At puberty many things change, not the least the boy’s name. Now his friends call him Юра or Юрий most of the time; Юрочка and Юрка remain for special rather than normal use. He comes into his own when he starts work; then he will normally be addressed by his full name and patronymic: Юрий Иванович. Only his relatives and good friends have the privilege of using the diminutive forms of his name.

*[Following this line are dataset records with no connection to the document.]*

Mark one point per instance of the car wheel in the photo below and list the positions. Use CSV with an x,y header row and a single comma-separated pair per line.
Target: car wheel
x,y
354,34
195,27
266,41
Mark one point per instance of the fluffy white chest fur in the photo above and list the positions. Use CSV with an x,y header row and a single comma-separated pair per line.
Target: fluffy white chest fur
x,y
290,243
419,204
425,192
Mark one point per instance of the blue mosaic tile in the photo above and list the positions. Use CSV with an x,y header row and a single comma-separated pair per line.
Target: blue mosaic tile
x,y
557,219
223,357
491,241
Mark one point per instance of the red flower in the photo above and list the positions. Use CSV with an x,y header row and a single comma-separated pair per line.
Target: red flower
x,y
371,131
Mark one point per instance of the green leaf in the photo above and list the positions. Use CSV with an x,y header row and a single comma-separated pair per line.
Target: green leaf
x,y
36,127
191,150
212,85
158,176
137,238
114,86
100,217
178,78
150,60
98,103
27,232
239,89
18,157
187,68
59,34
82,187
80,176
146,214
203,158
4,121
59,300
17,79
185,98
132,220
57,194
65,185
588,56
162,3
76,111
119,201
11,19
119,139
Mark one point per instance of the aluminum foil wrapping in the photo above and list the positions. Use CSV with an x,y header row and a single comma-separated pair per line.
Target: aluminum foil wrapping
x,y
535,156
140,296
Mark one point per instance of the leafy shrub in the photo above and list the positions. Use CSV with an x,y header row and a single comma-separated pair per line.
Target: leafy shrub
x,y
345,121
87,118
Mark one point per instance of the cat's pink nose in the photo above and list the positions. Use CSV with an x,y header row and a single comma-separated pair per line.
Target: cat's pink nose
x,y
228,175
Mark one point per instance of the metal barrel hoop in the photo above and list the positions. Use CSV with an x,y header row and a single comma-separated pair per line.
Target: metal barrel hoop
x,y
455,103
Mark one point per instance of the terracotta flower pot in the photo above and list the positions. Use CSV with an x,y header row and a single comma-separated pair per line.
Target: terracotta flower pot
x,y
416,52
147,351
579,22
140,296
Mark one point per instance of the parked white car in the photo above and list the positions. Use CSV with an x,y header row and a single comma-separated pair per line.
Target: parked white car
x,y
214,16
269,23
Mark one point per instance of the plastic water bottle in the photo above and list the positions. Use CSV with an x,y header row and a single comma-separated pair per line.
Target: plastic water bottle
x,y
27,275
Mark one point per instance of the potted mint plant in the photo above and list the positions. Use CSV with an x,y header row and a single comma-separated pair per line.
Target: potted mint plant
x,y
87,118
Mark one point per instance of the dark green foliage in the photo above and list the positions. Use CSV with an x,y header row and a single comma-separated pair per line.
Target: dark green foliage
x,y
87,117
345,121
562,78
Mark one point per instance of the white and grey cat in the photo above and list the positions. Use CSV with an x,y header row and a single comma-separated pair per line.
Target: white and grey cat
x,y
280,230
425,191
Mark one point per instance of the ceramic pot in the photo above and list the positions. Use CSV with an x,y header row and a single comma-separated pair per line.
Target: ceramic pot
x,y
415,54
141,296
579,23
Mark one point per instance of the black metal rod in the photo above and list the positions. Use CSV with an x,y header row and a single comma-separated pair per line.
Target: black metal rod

There follows a section on names before the Revolution (distinguishing educated from peasant names) and after (“In the 1920s it was not uncommon to name one’s child after revolutionary events, leaders, and ideals”). And this is just one section; the book goes into similar detail on clothing (contemporary and folk), housing (apartments both self-contained and communal, peasant houses from various parts of Russia, all with illustrations), food, transportation, education, nature… pretty much any aspect of being Russian is described and analyzed, including mat (Russian cursing), about which Ms. Gerhart is squeamish (“Never, ever use these words. They are not cute or funny, nor will you be if you say them”) but of which she gives a good account, including the occasional pungent saying (Хоть сци в глаза, всё Божья роса, “Pee in their eyes and they still say it’s God’s dew”). She tells you how to talk to animals, she tells you which fish are especially valued, she has illustrations of horse collars and street signs, she explains the rules of gorodki and why bottles of vodka were traditionally drunk by three people (“one could buy half a liter for 2.60 rubles, with 40 kopecks left for a little food to go with it—three people with a ruble each could get together and have a party”). You get the picture. If you’re interested in Russian life and have a minimum acquaintance with the language, I really don’t know how you can do without this book. (I wonder if similar books are available for other languages and cultures?)